I felt seized by a sickening dread, the thought that I was going to have to go back there the next day and do it all over again. But this is my dream job, this is what I’ve been striving for all these years. It’s finally here! So why am I filled with dread? Suddenly I realized, it’s because I want this so much that I’m dreading it. Because I know I have to continue, I have to go through with it, no matter how uncomfortable it is. In the past, starting a new job has always been difficult but I have a mantra I can usually fall back on to lessen the anxiety: “This doesn’t really matter to me.” There’s always a nice little buffer of detachment, keeping my real self slightly separate so that I don’t have to care too much. I noticed myself start to do that with this job and I had to stop and say, “Uh oh. This does matter to me. I do care about it. I have to, hokey pokey style, put my whole self in.” This is a hard thing, and I can’t not do it. I have to follow through.

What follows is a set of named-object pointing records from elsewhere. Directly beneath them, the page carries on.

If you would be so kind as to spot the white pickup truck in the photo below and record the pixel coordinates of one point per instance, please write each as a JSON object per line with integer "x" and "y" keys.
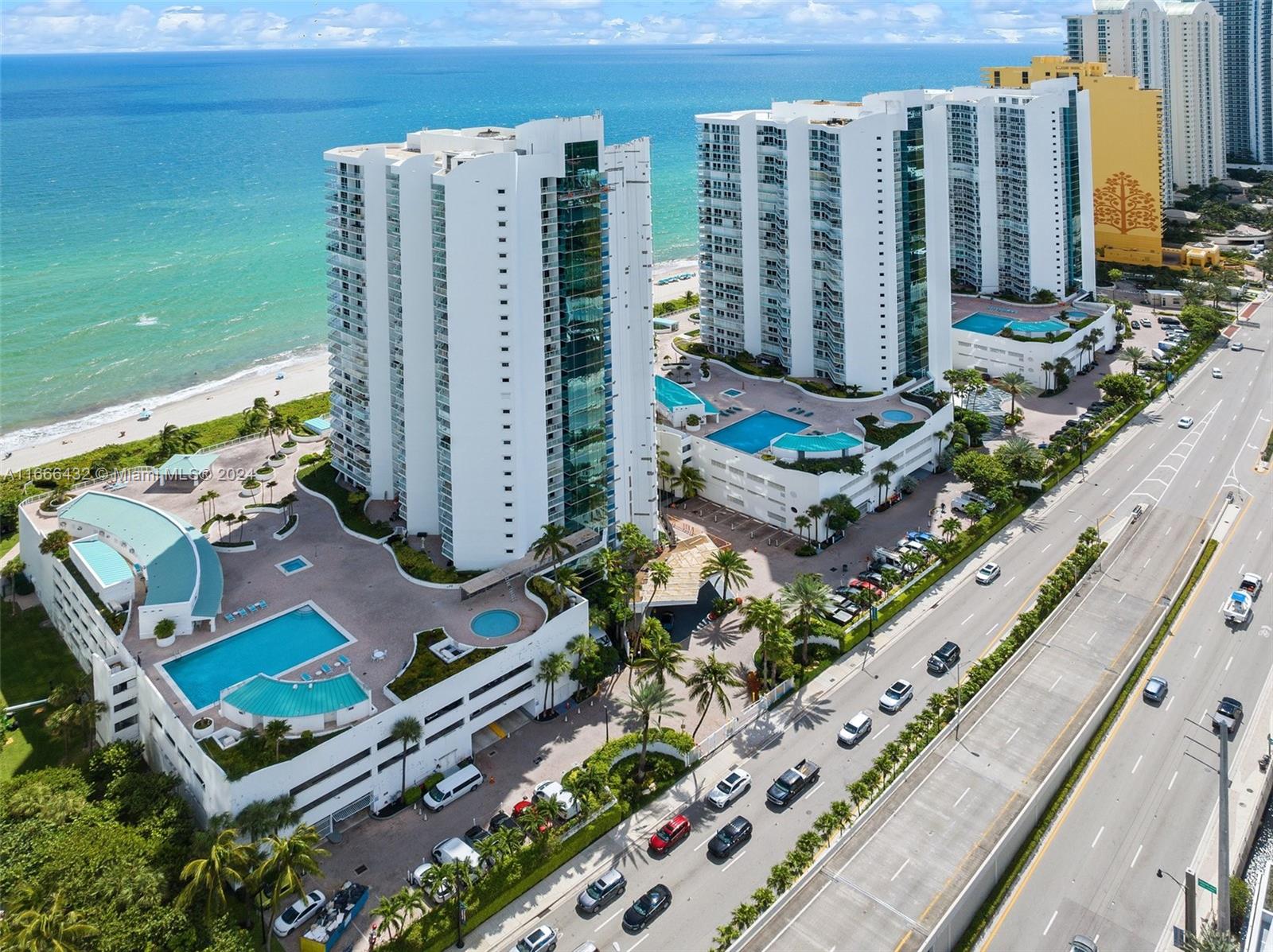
{"x": 1238, "y": 608}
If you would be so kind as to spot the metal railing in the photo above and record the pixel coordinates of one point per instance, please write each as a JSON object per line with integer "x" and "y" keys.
{"x": 748, "y": 717}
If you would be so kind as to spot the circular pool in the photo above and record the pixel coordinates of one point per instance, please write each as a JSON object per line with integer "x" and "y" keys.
{"x": 496, "y": 623}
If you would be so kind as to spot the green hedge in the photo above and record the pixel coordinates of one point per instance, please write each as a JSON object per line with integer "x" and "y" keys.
{"x": 426, "y": 668}
{"x": 349, "y": 503}
{"x": 991, "y": 907}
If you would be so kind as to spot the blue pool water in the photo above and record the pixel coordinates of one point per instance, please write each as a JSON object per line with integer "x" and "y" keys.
{"x": 267, "y": 648}
{"x": 992, "y": 324}
{"x": 757, "y": 432}
{"x": 496, "y": 623}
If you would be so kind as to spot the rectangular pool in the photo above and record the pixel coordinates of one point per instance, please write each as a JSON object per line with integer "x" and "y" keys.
{"x": 269, "y": 647}
{"x": 757, "y": 432}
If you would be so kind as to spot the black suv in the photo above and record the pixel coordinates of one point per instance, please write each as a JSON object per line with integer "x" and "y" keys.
{"x": 944, "y": 659}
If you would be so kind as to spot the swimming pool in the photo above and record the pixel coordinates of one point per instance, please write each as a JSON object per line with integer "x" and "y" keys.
{"x": 757, "y": 432}
{"x": 992, "y": 324}
{"x": 293, "y": 565}
{"x": 271, "y": 647}
{"x": 496, "y": 623}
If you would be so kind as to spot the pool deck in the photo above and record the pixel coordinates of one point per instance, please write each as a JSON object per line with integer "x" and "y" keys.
{"x": 354, "y": 582}
{"x": 777, "y": 396}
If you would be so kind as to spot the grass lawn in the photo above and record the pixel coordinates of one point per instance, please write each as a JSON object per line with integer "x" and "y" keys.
{"x": 35, "y": 661}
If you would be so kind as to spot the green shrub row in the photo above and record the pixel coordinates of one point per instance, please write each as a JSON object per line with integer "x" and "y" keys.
{"x": 918, "y": 732}
{"x": 991, "y": 907}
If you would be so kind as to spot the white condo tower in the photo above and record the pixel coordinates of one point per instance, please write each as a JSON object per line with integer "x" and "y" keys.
{"x": 490, "y": 324}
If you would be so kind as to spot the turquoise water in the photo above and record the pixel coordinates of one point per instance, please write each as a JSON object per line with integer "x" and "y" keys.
{"x": 163, "y": 213}
{"x": 757, "y": 432}
{"x": 267, "y": 648}
{"x": 496, "y": 623}
{"x": 992, "y": 324}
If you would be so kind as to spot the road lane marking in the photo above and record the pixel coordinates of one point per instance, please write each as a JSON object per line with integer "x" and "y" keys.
{"x": 609, "y": 920}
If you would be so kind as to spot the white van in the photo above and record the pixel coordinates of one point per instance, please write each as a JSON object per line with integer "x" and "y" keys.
{"x": 454, "y": 787}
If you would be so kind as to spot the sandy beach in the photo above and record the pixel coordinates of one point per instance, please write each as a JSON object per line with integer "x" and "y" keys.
{"x": 302, "y": 377}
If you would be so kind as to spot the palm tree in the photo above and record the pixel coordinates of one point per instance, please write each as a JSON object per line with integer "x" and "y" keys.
{"x": 551, "y": 544}
{"x": 51, "y": 928}
{"x": 10, "y": 572}
{"x": 730, "y": 565}
{"x": 661, "y": 659}
{"x": 707, "y": 686}
{"x": 808, "y": 596}
{"x": 1018, "y": 386}
{"x": 1136, "y": 356}
{"x": 407, "y": 731}
{"x": 659, "y": 574}
{"x": 551, "y": 670}
{"x": 224, "y": 868}
{"x": 274, "y": 732}
{"x": 765, "y": 616}
{"x": 691, "y": 481}
{"x": 649, "y": 699}
{"x": 288, "y": 861}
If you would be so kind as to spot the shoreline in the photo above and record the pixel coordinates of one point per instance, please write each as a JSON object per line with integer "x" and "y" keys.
{"x": 305, "y": 375}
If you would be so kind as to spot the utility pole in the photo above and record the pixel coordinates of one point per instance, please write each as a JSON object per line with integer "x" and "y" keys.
{"x": 1222, "y": 872}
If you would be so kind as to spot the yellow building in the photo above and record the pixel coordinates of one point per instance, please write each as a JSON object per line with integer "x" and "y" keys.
{"x": 1127, "y": 154}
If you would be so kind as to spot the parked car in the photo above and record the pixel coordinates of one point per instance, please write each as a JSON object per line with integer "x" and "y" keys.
{"x": 897, "y": 697}
{"x": 1156, "y": 689}
{"x": 541, "y": 939}
{"x": 668, "y": 835}
{"x": 1228, "y": 713}
{"x": 601, "y": 892}
{"x": 855, "y": 729}
{"x": 298, "y": 913}
{"x": 944, "y": 659}
{"x": 730, "y": 789}
{"x": 648, "y": 907}
{"x": 730, "y": 837}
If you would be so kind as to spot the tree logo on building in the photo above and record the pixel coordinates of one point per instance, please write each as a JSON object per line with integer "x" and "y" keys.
{"x": 1123, "y": 204}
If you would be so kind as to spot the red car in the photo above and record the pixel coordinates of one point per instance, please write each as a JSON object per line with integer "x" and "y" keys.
{"x": 872, "y": 589}
{"x": 672, "y": 833}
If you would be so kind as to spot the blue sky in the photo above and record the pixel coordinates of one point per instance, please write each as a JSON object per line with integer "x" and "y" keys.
{"x": 70, "y": 25}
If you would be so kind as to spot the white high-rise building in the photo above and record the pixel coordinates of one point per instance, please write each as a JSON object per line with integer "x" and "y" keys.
{"x": 490, "y": 324}
{"x": 821, "y": 243}
{"x": 1022, "y": 188}
{"x": 1175, "y": 48}
{"x": 1248, "y": 80}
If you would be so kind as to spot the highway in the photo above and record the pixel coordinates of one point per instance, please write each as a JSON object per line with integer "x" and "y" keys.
{"x": 1152, "y": 462}
{"x": 1145, "y": 803}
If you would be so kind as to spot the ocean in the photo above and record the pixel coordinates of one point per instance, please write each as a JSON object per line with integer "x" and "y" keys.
{"x": 163, "y": 214}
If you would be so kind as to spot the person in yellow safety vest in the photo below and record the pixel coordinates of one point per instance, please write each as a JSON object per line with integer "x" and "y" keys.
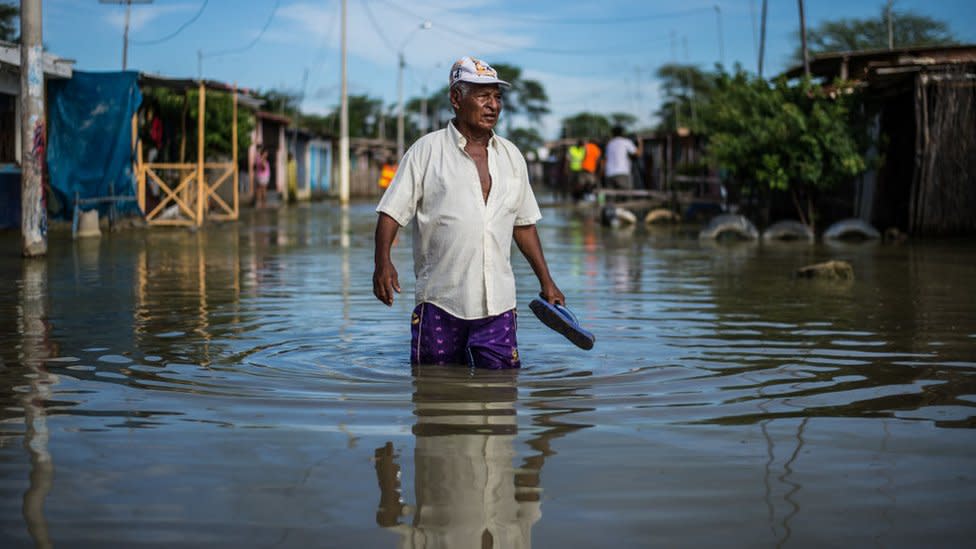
{"x": 589, "y": 177}
{"x": 387, "y": 172}
{"x": 574, "y": 161}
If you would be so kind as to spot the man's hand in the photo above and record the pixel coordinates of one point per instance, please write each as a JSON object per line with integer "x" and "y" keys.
{"x": 385, "y": 282}
{"x": 385, "y": 278}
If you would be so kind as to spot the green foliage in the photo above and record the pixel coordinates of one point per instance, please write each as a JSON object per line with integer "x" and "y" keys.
{"x": 526, "y": 96}
{"x": 685, "y": 88}
{"x": 908, "y": 29}
{"x": 795, "y": 138}
{"x": 526, "y": 139}
{"x": 587, "y": 124}
{"x": 9, "y": 19}
{"x": 173, "y": 107}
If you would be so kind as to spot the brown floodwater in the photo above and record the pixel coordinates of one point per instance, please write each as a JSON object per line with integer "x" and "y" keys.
{"x": 240, "y": 386}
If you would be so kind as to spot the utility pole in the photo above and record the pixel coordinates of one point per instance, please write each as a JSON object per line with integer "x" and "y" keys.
{"x": 803, "y": 41}
{"x": 344, "y": 123}
{"x": 891, "y": 25}
{"x": 125, "y": 32}
{"x": 401, "y": 64}
{"x": 762, "y": 38}
{"x": 33, "y": 216}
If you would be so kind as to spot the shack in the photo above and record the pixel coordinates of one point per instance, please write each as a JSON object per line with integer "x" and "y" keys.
{"x": 922, "y": 104}
{"x": 366, "y": 156}
{"x": 173, "y": 185}
{"x": 313, "y": 159}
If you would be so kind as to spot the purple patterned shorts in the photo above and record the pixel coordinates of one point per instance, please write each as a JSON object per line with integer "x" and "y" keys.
{"x": 438, "y": 337}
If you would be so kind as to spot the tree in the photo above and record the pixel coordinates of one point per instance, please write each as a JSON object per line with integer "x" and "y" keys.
{"x": 685, "y": 88}
{"x": 798, "y": 139}
{"x": 526, "y": 139}
{"x": 526, "y": 97}
{"x": 9, "y": 17}
{"x": 587, "y": 125}
{"x": 908, "y": 29}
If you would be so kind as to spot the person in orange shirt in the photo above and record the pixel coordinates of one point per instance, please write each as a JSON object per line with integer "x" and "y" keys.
{"x": 387, "y": 172}
{"x": 589, "y": 177}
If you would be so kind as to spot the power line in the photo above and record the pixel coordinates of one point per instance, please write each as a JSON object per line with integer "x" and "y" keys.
{"x": 376, "y": 27}
{"x": 174, "y": 33}
{"x": 626, "y": 49}
{"x": 583, "y": 20}
{"x": 253, "y": 42}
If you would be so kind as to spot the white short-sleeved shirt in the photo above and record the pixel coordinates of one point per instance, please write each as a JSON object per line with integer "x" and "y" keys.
{"x": 618, "y": 154}
{"x": 461, "y": 245}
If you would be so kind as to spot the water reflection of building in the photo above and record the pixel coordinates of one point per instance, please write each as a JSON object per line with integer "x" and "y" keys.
{"x": 467, "y": 491}
{"x": 181, "y": 278}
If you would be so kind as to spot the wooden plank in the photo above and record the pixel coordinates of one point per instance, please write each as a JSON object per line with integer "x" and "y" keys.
{"x": 201, "y": 127}
{"x": 172, "y": 195}
{"x": 234, "y": 156}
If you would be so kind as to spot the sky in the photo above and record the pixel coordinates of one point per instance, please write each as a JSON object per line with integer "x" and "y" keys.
{"x": 591, "y": 56}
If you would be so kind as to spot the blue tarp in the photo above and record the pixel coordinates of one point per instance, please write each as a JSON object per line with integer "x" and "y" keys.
{"x": 90, "y": 136}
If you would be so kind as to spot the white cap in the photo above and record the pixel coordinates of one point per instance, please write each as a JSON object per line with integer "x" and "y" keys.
{"x": 469, "y": 69}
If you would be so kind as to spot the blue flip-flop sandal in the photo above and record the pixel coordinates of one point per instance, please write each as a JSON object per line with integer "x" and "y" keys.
{"x": 562, "y": 320}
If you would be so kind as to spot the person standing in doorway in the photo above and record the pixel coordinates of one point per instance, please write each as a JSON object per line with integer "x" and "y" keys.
{"x": 575, "y": 154}
{"x": 620, "y": 152}
{"x": 262, "y": 173}
{"x": 467, "y": 192}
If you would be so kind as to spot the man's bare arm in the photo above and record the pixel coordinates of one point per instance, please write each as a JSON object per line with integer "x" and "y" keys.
{"x": 527, "y": 239}
{"x": 385, "y": 278}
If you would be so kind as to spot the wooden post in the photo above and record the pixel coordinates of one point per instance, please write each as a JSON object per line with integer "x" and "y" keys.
{"x": 201, "y": 183}
{"x": 33, "y": 214}
{"x": 140, "y": 179}
{"x": 137, "y": 164}
{"x": 233, "y": 147}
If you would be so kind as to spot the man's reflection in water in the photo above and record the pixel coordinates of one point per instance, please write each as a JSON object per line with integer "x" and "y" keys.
{"x": 468, "y": 493}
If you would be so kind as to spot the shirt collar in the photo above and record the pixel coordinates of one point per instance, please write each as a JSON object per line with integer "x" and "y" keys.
{"x": 458, "y": 139}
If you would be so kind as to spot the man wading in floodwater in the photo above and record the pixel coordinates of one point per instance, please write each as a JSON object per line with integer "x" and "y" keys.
{"x": 468, "y": 192}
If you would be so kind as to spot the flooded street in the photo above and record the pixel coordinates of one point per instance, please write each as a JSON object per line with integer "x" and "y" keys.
{"x": 241, "y": 386}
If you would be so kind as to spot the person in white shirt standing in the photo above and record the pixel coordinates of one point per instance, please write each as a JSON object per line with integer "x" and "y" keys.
{"x": 619, "y": 153}
{"x": 467, "y": 191}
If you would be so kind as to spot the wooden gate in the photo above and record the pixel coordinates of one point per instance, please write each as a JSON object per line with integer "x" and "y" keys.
{"x": 193, "y": 195}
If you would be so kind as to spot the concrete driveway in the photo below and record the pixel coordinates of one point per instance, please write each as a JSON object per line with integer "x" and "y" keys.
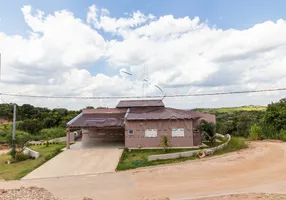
{"x": 82, "y": 159}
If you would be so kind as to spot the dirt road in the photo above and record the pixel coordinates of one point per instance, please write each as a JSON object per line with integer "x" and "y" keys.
{"x": 258, "y": 169}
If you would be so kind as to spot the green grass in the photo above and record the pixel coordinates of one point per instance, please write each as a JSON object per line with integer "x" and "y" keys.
{"x": 20, "y": 169}
{"x": 235, "y": 144}
{"x": 139, "y": 158}
{"x": 232, "y": 109}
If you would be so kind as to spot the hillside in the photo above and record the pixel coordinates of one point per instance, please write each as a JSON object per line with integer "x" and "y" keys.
{"x": 231, "y": 109}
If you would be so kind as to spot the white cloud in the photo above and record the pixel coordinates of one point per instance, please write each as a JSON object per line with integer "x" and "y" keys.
{"x": 181, "y": 55}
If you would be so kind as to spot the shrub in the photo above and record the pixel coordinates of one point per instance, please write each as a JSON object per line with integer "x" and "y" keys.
{"x": 21, "y": 138}
{"x": 235, "y": 144}
{"x": 268, "y": 131}
{"x": 21, "y": 156}
{"x": 282, "y": 135}
{"x": 255, "y": 132}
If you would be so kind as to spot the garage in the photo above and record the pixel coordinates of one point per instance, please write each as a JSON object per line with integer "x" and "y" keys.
{"x": 99, "y": 127}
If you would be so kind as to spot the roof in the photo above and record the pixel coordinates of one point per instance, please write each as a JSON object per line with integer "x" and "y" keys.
{"x": 140, "y": 103}
{"x": 160, "y": 113}
{"x": 104, "y": 110}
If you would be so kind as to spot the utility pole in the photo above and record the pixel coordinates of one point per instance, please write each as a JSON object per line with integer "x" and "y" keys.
{"x": 14, "y": 132}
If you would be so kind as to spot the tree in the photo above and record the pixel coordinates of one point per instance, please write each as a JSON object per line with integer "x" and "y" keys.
{"x": 32, "y": 126}
{"x": 276, "y": 115}
{"x": 21, "y": 138}
{"x": 208, "y": 131}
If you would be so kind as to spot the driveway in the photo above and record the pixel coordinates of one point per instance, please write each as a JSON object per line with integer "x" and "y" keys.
{"x": 258, "y": 169}
{"x": 81, "y": 159}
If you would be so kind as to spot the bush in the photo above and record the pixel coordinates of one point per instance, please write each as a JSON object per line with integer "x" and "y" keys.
{"x": 32, "y": 126}
{"x": 255, "y": 132}
{"x": 235, "y": 144}
{"x": 268, "y": 131}
{"x": 21, "y": 138}
{"x": 21, "y": 157}
{"x": 282, "y": 135}
{"x": 51, "y": 133}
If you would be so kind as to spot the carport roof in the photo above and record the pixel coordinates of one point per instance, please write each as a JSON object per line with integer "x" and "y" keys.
{"x": 98, "y": 120}
{"x": 140, "y": 103}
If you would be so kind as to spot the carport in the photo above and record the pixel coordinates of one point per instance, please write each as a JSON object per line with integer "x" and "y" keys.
{"x": 105, "y": 124}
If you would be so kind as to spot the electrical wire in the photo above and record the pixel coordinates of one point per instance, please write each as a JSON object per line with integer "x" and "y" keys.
{"x": 138, "y": 97}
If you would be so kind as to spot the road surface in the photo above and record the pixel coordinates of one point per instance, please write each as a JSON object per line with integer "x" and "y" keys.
{"x": 260, "y": 168}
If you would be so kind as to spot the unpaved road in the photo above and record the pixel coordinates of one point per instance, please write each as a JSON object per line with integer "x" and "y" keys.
{"x": 258, "y": 169}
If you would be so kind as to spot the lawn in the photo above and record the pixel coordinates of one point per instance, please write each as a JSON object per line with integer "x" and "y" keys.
{"x": 139, "y": 157}
{"x": 20, "y": 169}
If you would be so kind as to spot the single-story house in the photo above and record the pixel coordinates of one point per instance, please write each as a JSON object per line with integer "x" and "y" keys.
{"x": 141, "y": 123}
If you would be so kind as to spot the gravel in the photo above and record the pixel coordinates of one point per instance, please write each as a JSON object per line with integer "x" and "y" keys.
{"x": 248, "y": 197}
{"x": 29, "y": 193}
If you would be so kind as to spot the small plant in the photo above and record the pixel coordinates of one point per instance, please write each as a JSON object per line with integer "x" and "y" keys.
{"x": 282, "y": 135}
{"x": 208, "y": 131}
{"x": 21, "y": 157}
{"x": 165, "y": 143}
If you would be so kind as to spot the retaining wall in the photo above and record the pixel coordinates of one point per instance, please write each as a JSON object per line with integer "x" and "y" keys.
{"x": 208, "y": 151}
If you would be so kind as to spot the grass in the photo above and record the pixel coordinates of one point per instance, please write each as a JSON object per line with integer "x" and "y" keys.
{"x": 20, "y": 169}
{"x": 139, "y": 158}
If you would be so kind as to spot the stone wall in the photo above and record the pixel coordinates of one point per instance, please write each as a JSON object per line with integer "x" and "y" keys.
{"x": 208, "y": 151}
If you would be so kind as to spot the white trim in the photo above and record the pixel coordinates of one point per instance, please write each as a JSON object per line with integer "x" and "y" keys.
{"x": 74, "y": 119}
{"x": 150, "y": 133}
{"x": 178, "y": 132}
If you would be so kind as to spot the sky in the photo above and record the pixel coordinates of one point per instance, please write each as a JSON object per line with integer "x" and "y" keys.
{"x": 83, "y": 48}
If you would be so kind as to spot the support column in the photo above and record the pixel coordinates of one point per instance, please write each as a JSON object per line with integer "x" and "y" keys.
{"x": 68, "y": 137}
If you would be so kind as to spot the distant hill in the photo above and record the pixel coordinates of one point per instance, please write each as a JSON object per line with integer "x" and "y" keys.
{"x": 231, "y": 109}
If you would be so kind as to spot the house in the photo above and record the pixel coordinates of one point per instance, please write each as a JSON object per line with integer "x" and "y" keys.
{"x": 141, "y": 123}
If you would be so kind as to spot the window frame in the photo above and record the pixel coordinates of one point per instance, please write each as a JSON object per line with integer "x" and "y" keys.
{"x": 175, "y": 130}
{"x": 150, "y": 131}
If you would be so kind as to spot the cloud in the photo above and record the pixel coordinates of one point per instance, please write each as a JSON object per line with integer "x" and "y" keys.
{"x": 181, "y": 55}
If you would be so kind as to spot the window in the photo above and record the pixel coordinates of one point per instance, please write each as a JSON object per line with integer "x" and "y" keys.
{"x": 178, "y": 132}
{"x": 151, "y": 133}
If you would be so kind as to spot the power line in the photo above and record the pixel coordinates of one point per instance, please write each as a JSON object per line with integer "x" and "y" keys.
{"x": 138, "y": 97}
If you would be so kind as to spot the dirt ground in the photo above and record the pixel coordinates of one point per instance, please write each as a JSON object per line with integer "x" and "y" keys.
{"x": 248, "y": 197}
{"x": 258, "y": 169}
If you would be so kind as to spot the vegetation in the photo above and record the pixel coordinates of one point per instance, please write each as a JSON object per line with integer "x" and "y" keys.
{"x": 208, "y": 130}
{"x": 39, "y": 123}
{"x": 18, "y": 170}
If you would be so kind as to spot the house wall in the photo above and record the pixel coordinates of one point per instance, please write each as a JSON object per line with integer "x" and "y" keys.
{"x": 115, "y": 135}
{"x": 164, "y": 127}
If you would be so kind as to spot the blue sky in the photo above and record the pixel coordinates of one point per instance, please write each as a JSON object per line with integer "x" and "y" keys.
{"x": 224, "y": 14}
{"x": 241, "y": 46}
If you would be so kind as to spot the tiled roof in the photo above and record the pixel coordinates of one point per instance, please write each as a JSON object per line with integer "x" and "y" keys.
{"x": 98, "y": 120}
{"x": 140, "y": 103}
{"x": 160, "y": 113}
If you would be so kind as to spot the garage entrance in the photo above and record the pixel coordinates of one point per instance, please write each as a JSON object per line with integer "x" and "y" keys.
{"x": 99, "y": 138}
{"x": 99, "y": 127}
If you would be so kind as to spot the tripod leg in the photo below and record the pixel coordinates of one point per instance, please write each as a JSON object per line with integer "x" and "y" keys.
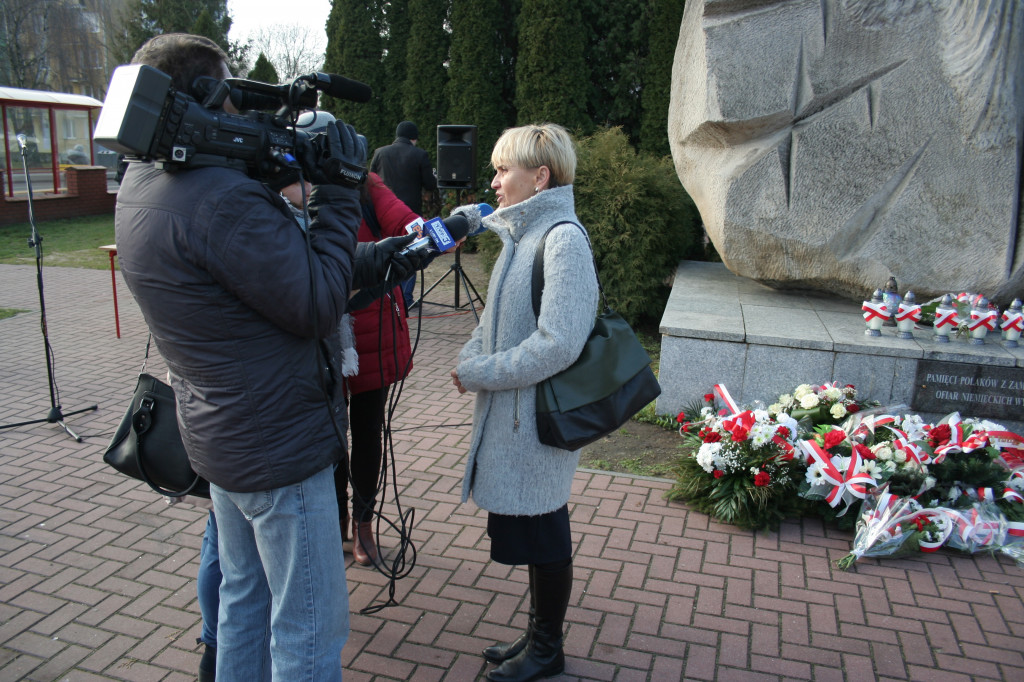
{"x": 74, "y": 435}
{"x": 469, "y": 287}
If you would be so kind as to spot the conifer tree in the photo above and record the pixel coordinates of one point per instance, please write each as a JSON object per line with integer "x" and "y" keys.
{"x": 551, "y": 71}
{"x": 477, "y": 74}
{"x": 423, "y": 94}
{"x": 614, "y": 50}
{"x": 666, "y": 16}
{"x": 263, "y": 71}
{"x": 354, "y": 48}
{"x": 396, "y": 43}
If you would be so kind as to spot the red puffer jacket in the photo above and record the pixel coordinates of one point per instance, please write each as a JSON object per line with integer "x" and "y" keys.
{"x": 382, "y": 340}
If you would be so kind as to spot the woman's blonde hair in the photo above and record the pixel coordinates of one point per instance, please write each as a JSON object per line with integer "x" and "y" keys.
{"x": 535, "y": 145}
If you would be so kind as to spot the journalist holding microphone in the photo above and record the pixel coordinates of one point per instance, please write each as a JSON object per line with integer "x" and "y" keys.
{"x": 238, "y": 308}
{"x": 523, "y": 484}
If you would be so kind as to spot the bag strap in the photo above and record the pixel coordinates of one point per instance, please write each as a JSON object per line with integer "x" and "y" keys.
{"x": 537, "y": 287}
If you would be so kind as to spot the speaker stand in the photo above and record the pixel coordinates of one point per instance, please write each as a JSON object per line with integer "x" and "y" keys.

And then I realized that people all over the world since the dawn of humanity have had to face this, often to a much more drastic degree. The Native American going through a coming of age ritual. The actor starring in his first stage play. The doctor performing her first surgery. The new kid starting Freshman year in a different country. The professor teaching her first college course. Your education and training can often take you only so far, after that you just have to take the leap and embrace the crushing discomfort at being a beginner, at the bottom with so much mountain to climb.
After two days at my dream job I felt so envious of my past self, the one who just worked at Guero and spent time with her family and barely left her neighborhood. “Why would I ever leave that comfort to pursue this difficult thing??” I couldn’t imagine. Oh yeah, because I love it. Because I want to grow. Because part of being an alive human is pursuing challenges, strengthening the weak parts of yourself. Is that what they call “grit”? That ability to get through something tough, to come out stronger and smarter. To know that it will get easier. To realize that it’s the most cowardly part of you that resists growth and change- the fear of the unknown stiffening your reach, slowing your feet, closing your eyes.
Then I heard another voice gradually become louder. “How cool, you don’t know that much! That means you get to learn all this new stuff! That means you get to experience that amazing feeling of growing and changing every day of your life! That means your senses are alert and you get to stay young and you won’t get all dry and stale from not taking any risks! Savor the tender, raw delicacy of it! Savor your ignorance, your fresh wonder! The world is cracking open for you, let it crack you with it! Be broken! Be lost! Don’t be in such a hurry to find yourself! Be curious! Be unpredictable! Be open to possibility! We’re all babies in some way or another! Be a baby! Be proud to be a baby!” This is what the wise old Buddhist in me shouts.